La actualidad nos ha traído un nuevo titular sobre el aborto: Francia se ha convertido en el primer país del mundo en incluir en su constitución el derecho de la mujer a la «interrupción voluntaria del embarazo». Y es que el aborto es un tema de actualidad, un tema político y social de primer orden, y una batalla actual… con la que ya ha amenazado el primer ministro francés: «Hoy no es el fin de una historia, es el principio de un combate […] Y nosotros no descansaremos hasta que esta promesa [de que se reconozca universalmente el derecho fundamental al aborto] se cumpla en todo el mundo».
Algunos contratiempos a esta «conjura contra la vida, que ve implicadas incluso instituciones internacionales», han hecho recrudecerse medios, políticas y leyes, porque en todos los países –también en España, donde parece prohibido siquiera mencionarlo– hay una guerra abierta por el «derecho al aborto», una oscura presión por manifestarlo e imponerlo, una guerra diabólica que no cesa, una sed insaciable que clama sangre de vidas humanas.

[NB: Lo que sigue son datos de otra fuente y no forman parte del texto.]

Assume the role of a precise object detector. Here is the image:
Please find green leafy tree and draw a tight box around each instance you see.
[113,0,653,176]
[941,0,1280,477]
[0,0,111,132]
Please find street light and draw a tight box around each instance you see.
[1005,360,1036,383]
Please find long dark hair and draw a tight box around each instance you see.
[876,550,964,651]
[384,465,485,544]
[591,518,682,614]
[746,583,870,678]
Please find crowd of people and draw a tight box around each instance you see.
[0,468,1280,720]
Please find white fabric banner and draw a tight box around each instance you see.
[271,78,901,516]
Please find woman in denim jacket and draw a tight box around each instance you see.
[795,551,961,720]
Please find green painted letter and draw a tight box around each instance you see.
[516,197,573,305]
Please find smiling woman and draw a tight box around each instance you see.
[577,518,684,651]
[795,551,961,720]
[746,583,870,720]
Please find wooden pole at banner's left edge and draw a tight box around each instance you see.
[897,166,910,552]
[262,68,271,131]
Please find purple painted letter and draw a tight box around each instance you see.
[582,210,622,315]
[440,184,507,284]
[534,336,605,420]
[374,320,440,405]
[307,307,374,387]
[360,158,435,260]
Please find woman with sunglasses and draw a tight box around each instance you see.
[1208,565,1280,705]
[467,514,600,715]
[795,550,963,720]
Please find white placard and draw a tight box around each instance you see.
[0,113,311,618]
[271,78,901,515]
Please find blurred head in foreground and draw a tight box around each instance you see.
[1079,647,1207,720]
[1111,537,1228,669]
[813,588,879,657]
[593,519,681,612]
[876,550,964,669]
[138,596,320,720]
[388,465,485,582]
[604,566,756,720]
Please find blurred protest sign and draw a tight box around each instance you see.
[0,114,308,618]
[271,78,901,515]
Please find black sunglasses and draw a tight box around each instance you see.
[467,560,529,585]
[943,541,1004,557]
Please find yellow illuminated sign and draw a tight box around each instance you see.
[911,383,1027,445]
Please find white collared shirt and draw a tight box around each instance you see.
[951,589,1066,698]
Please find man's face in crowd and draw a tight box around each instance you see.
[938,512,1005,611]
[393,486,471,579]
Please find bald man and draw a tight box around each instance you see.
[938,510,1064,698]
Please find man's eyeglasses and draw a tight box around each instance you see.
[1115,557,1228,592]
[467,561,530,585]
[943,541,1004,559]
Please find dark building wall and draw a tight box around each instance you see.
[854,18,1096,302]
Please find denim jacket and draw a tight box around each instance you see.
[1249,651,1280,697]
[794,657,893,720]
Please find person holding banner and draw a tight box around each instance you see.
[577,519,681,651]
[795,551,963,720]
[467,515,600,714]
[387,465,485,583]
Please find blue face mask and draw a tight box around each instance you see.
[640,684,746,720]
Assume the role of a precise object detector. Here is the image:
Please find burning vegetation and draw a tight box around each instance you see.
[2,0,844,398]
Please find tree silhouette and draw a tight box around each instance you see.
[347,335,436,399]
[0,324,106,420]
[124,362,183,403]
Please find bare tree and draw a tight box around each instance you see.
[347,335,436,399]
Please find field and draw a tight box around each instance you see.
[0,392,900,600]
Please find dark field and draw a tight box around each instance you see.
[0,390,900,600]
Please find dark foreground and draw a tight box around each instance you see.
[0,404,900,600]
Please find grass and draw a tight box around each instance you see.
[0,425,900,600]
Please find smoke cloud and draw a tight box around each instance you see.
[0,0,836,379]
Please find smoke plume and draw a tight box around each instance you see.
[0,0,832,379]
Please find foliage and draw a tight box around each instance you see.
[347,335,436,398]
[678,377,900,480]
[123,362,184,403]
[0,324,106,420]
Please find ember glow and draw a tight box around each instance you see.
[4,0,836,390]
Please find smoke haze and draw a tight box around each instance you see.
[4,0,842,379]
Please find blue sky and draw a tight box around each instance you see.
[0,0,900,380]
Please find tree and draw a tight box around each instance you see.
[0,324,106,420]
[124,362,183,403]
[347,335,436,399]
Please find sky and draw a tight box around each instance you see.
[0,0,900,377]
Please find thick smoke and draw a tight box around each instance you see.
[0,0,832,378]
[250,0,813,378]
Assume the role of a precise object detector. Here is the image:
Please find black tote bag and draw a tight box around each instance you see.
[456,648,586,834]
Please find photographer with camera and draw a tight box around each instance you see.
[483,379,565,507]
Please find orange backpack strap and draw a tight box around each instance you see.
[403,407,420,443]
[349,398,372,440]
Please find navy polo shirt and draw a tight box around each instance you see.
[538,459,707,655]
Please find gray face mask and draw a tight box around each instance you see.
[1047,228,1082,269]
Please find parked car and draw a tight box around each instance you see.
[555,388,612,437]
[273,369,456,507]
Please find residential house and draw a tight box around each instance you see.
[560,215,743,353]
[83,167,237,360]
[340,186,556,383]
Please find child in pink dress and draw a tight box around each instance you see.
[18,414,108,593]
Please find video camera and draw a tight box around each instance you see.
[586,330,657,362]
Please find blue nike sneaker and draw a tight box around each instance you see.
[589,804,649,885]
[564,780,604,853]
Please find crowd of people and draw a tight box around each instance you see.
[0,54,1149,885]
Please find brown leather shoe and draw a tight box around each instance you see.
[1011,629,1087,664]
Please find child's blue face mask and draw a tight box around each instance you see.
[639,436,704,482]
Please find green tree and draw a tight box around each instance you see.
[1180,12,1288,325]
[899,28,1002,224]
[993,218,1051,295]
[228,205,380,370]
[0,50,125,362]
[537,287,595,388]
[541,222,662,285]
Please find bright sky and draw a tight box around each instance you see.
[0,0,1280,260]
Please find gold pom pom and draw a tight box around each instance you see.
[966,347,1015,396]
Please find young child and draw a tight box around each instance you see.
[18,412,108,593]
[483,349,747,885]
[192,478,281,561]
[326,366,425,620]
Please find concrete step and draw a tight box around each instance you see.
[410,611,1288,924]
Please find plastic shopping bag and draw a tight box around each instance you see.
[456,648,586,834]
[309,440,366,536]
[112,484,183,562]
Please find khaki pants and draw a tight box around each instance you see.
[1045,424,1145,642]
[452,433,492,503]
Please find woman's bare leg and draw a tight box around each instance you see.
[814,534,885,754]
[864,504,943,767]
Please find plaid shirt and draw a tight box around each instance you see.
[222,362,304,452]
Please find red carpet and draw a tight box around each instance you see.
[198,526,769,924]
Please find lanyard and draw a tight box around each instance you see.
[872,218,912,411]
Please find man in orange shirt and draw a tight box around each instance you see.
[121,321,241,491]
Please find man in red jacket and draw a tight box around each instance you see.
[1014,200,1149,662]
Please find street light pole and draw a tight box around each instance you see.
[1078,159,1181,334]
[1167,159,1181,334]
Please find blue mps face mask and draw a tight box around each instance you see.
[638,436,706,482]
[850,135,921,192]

50 años: de derrota a victoria
Hace 50 años se votó por primera vez la despenalización del aborto en Francia. No era ni mucho menos el primer país en hacerlo: mucho antes todo el bloque de países de la órbita soviética lo había hecho, también lo habían hecho Inglaterra (Abortion act, 1967) y los Estados Unidos (Roe vs Wade, 1973), entre otros. En la tribuna de oradores del parlamento francés se presentó Simone Veil, una judía francesa superviviente al holocausto nazi, entonces ministra de Sanidad, Seguridad Social y Salud del gobierno «conservador» de Jacques Chirac. Aquel gobierno, por boca de su única mujer, propugnó la despenalización del aborto aun considerando que «nunca nadie ha negado, y la ministra de Salud menos que nadie, que el aborto es una derrota, cuando no un drama» e incluso «de que no se trata de un acto normal o banal, sino de una decisión grave que no puede ser tomada sin haber pesado antes las consecuencias, y que conviene evitar a toda costa.»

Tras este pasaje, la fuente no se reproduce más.